I had never seen a battlefield and hadn’t expected it to be so… clean. You sensed the rubble but couldn’t see it under what looked like about two feet of fresh snow, and the land was flat, vacant except for wind. The war had vanished. But at the same time there was a thrill, an undercurrent of danger, because you knew that no matter how peaceful it looked, here, exposed, you had reason to be scared. The position allowed us to see in three-sixty, from a concrete bunker that just barely protruded from the rubble fields and had four narrow windows, their glass three feet thick.

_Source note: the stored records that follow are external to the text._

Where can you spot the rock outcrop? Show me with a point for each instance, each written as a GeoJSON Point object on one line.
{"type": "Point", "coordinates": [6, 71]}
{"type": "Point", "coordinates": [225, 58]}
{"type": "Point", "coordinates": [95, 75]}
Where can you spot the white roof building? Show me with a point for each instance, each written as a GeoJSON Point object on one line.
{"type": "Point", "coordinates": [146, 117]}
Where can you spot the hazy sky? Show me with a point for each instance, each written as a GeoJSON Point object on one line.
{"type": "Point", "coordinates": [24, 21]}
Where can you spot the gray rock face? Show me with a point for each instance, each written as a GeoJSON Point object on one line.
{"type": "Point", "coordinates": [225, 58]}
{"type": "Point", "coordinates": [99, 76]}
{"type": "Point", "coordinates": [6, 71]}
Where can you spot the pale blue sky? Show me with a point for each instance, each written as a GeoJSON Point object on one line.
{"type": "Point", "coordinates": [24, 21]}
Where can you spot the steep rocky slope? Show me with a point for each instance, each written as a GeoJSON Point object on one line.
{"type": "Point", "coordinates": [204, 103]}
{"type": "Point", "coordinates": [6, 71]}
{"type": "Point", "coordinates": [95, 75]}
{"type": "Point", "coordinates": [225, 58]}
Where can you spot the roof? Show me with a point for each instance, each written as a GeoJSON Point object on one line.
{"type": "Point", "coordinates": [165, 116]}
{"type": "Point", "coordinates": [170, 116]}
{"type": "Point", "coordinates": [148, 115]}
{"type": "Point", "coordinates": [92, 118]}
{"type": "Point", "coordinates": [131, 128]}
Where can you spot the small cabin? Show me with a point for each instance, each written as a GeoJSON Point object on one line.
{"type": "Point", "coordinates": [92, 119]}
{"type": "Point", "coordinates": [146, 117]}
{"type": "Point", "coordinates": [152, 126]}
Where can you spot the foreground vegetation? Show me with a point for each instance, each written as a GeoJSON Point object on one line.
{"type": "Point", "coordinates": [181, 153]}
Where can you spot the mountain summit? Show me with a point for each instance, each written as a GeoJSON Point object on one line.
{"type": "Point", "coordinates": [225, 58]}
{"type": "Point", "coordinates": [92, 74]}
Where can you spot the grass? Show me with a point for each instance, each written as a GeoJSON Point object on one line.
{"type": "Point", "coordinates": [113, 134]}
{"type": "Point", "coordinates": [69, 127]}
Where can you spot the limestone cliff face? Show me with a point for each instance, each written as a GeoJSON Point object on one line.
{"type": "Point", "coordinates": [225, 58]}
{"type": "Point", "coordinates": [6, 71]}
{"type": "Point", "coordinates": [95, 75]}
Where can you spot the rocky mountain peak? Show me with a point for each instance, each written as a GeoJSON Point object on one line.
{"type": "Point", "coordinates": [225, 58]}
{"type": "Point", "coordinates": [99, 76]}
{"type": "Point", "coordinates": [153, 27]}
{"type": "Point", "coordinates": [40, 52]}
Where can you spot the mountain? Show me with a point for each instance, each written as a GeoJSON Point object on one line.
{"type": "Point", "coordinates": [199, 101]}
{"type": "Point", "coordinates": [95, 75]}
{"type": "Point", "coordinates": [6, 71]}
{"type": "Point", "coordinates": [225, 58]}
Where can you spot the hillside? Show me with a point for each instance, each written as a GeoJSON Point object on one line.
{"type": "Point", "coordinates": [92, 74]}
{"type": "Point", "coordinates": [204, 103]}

My face pressed against the nearest window, looking north, and I stared, hypnotized. Somewhere out there was Pops, looking back at us, and I just wanted to see him. I knew there was a word for my type, but my brain hadn’t been working since getting on the line. Choked up. It had clogged with ass puckering, with the sound of my own breathing inside the helmet, and with dreams of getting wired again, plugged in. Words started coming to me as I stared out across the rubble field, words that described me to a T. “Voyeur.” “Spectator.” “Pulitzer-fanboy.” “Coward.”

Ox yanked his helmet off and I nearly choked in surprise. “What are you doing?”

He laughed and the others took their helmets off too. Vision hoods came next, and Ox and Snyder carefully disconnected the series of cables that connected coms and goggle units to the suit. Burger kept his hood on. The goggles made him look funny, like a bug with big green bottled eyes, and he grinned at me.

“Rube, you’re about to get initiated into the brotherhood. First reporter on the line, first reporter to get
zipped
!” He took a seat near the north window and stared out.